Dieses Bedürfnis nennt Glasser im Englischen einfach “power” und es umfasst von Macht über das Vertrauen ins eigene Können bis zur Selbstbestätigung alles was uns “Power” gibt. Die Doppeldeutigkeit des Wortes „Vermögen“ macht den Zusammenhang deutlich, denn es meint den Besitz, den ich habe aber auch das, was ich vermag!

Freiheit
damit ist die Freiheit der eigenen Entscheidung und die der Mobilität gemeint.

Spaß und Neugierde
ist das zentrale Bedürfnis, das dem Lernen innewohnt, denn gerade mit Spaß sind Interesse, Neugierde, Anstrengungsbereitsschaft und Mut in besonderer Weise verknüpft.

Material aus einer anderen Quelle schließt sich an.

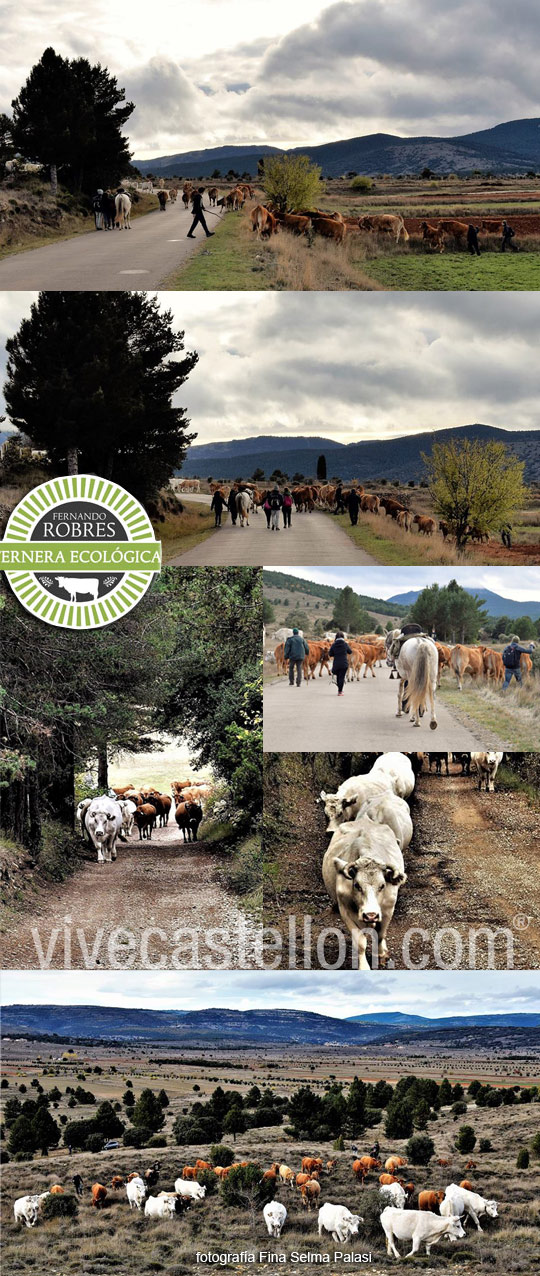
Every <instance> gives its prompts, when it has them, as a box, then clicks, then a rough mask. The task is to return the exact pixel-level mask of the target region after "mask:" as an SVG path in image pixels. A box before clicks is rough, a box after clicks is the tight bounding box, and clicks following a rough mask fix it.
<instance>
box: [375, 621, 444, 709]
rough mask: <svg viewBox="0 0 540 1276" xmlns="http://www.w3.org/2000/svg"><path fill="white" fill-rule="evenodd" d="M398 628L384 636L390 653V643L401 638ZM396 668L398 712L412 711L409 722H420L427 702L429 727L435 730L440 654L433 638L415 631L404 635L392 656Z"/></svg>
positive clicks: (425, 708)
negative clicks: (436, 701)
mask: <svg viewBox="0 0 540 1276" xmlns="http://www.w3.org/2000/svg"><path fill="white" fill-rule="evenodd" d="M400 633H401V630H400V629H393V630H392V632H391V633H389V634H388V637H387V642H386V646H387V652H388V655H389V656H393V651H392V648H393V646H394V643H396V641H397V639H398V638H400ZM394 660H396V669H397V672H398V675H400V686H398V689H397V713H396V717H401V715H402V712H405V713H407V712H409V711H410V712H411V726H420V721H419V720H420V718H421V717H423V716H424V713H425V711H426V708H428V704H429V709H430V720H429V725H430V727H431V731H435V730H437V713H435V690H437V678H438V671H439V655H438V651H437V647H435V643H434V642H433V638H426V637H425V635H424V634H417V635H416V634H414V635H411V637H410V638H406V641H405V643H403V646H402V647H401V649H400V653H398V655H397V656H394Z"/></svg>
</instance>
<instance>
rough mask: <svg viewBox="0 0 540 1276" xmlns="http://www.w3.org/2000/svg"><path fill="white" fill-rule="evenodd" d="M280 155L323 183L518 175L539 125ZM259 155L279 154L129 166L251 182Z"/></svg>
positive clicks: (529, 160) (189, 152)
mask: <svg viewBox="0 0 540 1276" xmlns="http://www.w3.org/2000/svg"><path fill="white" fill-rule="evenodd" d="M286 153H292V154H294V153H296V154H306V156H309V157H310V159H313V161H314V163H318V165H320V167H322V170H323V175H324V176H326V177H340V176H342V175H343V174H346V172H363V174H368V175H370V176H377V175H378V174H380V172H384V174H391V175H397V174H403V175H405V174H412V175H414V174H419V172H421V170H423V168H425V167H429V168H431V170H433V172H440V174H443V172H456V174H467V172H472V171H475V170H481V171H484V172H497V174H513V172H516V174H521V172H526V171H527V170H536V168H539V167H540V120H539V119H529V120H511V121H509V122H508V124H498V125H495V128H493V129H481V130H480V131H477V133H467V134H465V135H462V137H456V138H437V137H420V138H400V137H397V135H393V134H391V133H371V134H368V135H365V137H359V138H346V139H343V140H338V142H327V143H324V144H322V145H301V147H292V148H291V151H290V152H286ZM264 154H283V151H282V149H281V148H280V147H272V145H260V144H258V143H254V144H253V145H245V147H227V145H225V147H213V148H211V149H203V151H184V152H179V153H176V154H172V156H156V157H153V158H152V159H134V161H133V162H134V165H135V167H137V168H139V170H140V172H143V174H148V172H156V174H161V175H162V176H163V177H166V176H170V177H176V176H179V177H180V176H183V177H209V176H212V175H213V174H214V172H216V171H218V172H220V174H221V175H222V176H223V177H225V175H226V174H227V172H229V170H232V171H235V172H239V174H243V172H249V174H251V176H257V171H258V162H259V159H260V157H262V156H264Z"/></svg>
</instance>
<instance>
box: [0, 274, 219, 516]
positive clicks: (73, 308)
mask: <svg viewBox="0 0 540 1276" xmlns="http://www.w3.org/2000/svg"><path fill="white" fill-rule="evenodd" d="M6 350H8V356H9V357H8V380H6V384H5V399H6V404H8V410H9V412H10V416H11V420H13V422H14V425H17V426H18V429H19V430H23V431H24V433H26V434H28V436H29V438H31V439H32V443H33V445H34V447H37V448H43V449H45V450H46V452H47V456H49V457H50V461H51V463H52V464H54V467H55V468H56V471H57V472H63V471H65V470H66V471H68V473H77V472H78V471H79V472H88V471H89V472H91V473H98V475H100V476H102V477H105V479H114V480H116V481H117V482H120V484H121V486H124V487H126V489H128V491H131V493H133V495H135V496H139V498H140V499H142V500H148V499H149V498H152V496H153V495H154V494H156V493H157V491H158V489H160V487H161V486H162V485H163V484H165V482H166V481H167V480H169V477H170V475H171V473H172V472H174V470H175V468H176V467H177V466H179V464H180V463H181V461H183V458H184V456H185V452H186V447H188V444H189V443H190V441H191V439H193V438H195V435H191V434H186V426H188V424H189V422H188V419H186V413H185V410H184V408H181V407H175V406H172V397H174V394H175V393H176V392H177V390H179V389H180V387H181V385H183V384H184V382H185V380H186V378H188V376H189V374H190V373H191V370H193V367H194V366H195V364H197V361H198V355H197V353H185V355H184V357H183V359H171V356H172V355H179V353H180V352H183V351H184V333H183V332H175V330H174V327H172V315H171V313H170V311H165V313H163V311H161V310H160V306H158V302H157V301H156V300H154V299H152V297H148V296H146V295H144V293H140V292H112V293H111V292H41V293H40V297H38V300H37V301H36V302H34V304H33V305H32V309H31V314H29V318H27V319H23V322H22V324H20V327H19V329H18V332H17V333H15V336H14V337H11V338H10V339H9V341H8V342H6Z"/></svg>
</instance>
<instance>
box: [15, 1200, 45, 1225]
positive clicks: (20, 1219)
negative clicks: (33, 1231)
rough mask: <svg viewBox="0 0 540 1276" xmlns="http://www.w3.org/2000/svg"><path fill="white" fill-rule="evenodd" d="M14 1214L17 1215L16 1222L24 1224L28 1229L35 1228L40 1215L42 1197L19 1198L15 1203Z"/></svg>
mask: <svg viewBox="0 0 540 1276" xmlns="http://www.w3.org/2000/svg"><path fill="white" fill-rule="evenodd" d="M47 1196H49V1193H47ZM13 1212H14V1215H15V1222H24V1224H26V1226H27V1228H34V1226H36V1224H37V1219H38V1213H40V1197H38V1196H26V1197H19V1199H18V1201H15V1202H14V1206H13Z"/></svg>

Die Beschäftigung mit Bedürfnissen eines Menschen stellt keinen Freibrief für dessen Egoismus dar. Im Gegenteil, darin ist der Zugang zu sozialem Handeln und Eigenverantwortlichkeit verwurzelt.

Inhalte und Schwerpunkte

1. Grundlagen der “Choice Theory”, einem Konzept der persönlichen Freiheit zur Wahl eines für die Erfüllung der eigenen Bedürfnisse erfolgreichen Verhaltens. Wir bestimmen unser Verhalten selbst, treffen die Wahl jedoch nicht „im luftleeren Raum“. Es wird daher ein Konzept vermittelt, um Verhalten zu verstehen im Zusammenspiel von äußerer Umgebung und innerer Realität. Glasser folgt dabei einem konstruktivistischen Grundkonzept: aus der Wahrnehmung der äusseren Umgebung, der Bewertung von Wahrnehmungsinhalten, deren Verarbeitung zu einem realistischen Weltbild, dessen Vergleich mit einer inneren lebenswerten Welt folgt in einem kreativen System eine Handlungsmotivation, die wiederum in die äußere Umgebung einwirkt.

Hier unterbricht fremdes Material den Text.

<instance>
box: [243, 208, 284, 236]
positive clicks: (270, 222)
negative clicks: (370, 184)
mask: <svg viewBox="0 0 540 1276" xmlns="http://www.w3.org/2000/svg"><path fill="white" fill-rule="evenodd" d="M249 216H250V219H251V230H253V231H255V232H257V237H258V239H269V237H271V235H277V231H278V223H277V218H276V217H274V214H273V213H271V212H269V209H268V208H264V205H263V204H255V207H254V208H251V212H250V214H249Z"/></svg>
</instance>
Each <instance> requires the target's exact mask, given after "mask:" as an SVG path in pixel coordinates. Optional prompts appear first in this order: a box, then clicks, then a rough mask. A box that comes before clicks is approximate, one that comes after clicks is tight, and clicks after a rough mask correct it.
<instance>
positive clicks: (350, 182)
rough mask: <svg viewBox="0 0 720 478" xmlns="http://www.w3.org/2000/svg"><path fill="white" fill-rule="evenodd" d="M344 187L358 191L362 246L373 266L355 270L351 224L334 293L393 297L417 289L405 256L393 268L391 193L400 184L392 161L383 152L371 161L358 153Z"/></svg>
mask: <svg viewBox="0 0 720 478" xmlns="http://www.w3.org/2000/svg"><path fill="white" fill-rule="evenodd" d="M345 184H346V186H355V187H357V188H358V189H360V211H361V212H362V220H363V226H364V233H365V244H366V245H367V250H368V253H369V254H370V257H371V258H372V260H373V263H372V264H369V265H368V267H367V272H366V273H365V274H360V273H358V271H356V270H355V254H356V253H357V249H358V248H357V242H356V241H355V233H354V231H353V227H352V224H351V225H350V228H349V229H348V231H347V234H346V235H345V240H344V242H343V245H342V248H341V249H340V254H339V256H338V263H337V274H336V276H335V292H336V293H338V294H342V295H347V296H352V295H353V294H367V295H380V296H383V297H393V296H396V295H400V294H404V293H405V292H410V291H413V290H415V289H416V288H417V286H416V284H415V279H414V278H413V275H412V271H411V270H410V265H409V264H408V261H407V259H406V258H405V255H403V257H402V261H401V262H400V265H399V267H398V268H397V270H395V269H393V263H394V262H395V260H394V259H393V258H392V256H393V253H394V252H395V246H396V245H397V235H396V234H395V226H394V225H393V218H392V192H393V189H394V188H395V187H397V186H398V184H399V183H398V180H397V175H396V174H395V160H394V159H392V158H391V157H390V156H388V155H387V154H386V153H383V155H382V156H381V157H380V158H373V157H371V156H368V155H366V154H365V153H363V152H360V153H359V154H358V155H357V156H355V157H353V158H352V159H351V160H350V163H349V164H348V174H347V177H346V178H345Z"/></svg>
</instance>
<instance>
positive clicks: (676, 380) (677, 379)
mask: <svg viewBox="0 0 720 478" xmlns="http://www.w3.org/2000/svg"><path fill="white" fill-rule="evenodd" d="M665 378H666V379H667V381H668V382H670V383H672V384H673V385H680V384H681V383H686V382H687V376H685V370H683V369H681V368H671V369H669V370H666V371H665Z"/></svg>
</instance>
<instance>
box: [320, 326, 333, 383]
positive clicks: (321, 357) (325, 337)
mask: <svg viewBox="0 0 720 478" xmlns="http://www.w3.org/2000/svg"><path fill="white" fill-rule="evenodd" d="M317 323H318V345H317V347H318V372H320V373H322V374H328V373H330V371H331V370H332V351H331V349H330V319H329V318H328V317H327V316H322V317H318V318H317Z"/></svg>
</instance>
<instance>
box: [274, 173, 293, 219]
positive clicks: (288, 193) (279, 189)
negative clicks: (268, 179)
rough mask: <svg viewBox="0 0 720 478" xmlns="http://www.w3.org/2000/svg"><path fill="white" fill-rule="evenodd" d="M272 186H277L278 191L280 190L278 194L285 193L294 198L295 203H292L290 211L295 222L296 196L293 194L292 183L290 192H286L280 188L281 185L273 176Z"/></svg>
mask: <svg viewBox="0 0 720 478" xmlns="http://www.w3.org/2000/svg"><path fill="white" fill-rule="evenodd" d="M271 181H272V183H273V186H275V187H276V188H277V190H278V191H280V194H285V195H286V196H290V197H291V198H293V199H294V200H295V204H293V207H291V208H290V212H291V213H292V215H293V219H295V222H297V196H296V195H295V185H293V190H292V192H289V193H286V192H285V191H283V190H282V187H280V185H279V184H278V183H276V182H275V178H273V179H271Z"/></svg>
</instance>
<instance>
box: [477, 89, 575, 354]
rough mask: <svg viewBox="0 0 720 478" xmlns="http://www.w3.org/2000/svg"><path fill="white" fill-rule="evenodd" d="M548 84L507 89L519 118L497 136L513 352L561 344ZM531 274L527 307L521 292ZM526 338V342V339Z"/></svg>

2. Konzept des “Total-Behaviour”, einem Verständnis menschlichen Verhaltens aus Handeln, Denken, Fühlen und physiologischen Auswirkungen. Verhalten wird danch viel umfassender verstanden als lediglich Handeln.

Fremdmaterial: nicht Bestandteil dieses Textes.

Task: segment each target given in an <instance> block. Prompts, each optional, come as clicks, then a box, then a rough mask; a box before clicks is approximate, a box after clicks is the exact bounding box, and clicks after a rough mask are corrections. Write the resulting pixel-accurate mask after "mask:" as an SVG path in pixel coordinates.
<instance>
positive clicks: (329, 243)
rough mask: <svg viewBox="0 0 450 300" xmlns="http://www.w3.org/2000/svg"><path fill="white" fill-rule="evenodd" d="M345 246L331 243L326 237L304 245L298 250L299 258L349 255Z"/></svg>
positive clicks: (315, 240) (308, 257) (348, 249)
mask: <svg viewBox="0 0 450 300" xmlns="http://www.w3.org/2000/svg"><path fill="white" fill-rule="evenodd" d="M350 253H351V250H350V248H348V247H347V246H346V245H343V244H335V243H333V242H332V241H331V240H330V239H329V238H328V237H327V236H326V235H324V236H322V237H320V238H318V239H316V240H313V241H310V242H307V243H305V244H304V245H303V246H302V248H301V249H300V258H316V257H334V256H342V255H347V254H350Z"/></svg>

3. Das WHBP-System, einem ineinander greifenden Kreislauf aus W = Wünschen, H = Handeln, B = Bewerten und P = Planen (vergleichbar mit dem PDCA-Zyklus im Qualitätsmanagement). Mit ihm gelingt es, aus einer konkreten Situation, z. B. einer Konfliktsituation mit einem Patienten, systematisch über eine Evaluation von dessen Wünschen und dessen konkretem Verhalten zu dessen Bewertung zu kommen, das in eine konkrete und überprüfbare Planung einfließt. Pläne, die an Bedürfnissen “andocken”, werden mit wesentlich mehr Verbindlichkeit eingehalten als zielorientierte Vereinbarungen, weil Bedürfnisbefriedigung mit einem Zugewinn an Wohlbefinden einhergeht.

Zusammengefasst erlernen die Teilnehmer, wie man mit schwierigen und konflikthaften Situationen so umgehen kann, dass aus einer Krise eine konkrete, verbindliche und erfolgreiche Planung für ein eigenverantwortliches Verhalten hervorgehen kann.

Aufbau der Weiterbildung

Die vollständige Weiterbildung gliedert sich in fünf Abschnitte, die insgesamt mindestens18 Monate Weiterbildungszeit erfordern. Drei vier- und ganztägige Seminare werden von zwei fortlaufenden praxisbegleitenden Fallsupervisonen unterbrochen.

Basic Week – 4 Tage
Basic Practicum – fortlaufend
Advanced Week – 4 Tage
Advanced Practicum – fortlaufend
Certification Week – 4 Tage

Methoden

Gearbeitet wird in einer intensiven Seminartechnik aus Wissensvermittlung, Kleingruppenarbeit und Rollenspielen. Alle o. g. Inhalte werden konkret auf die Seminarsituationen angewandt und dort unmittelbar und praktisch erlernt.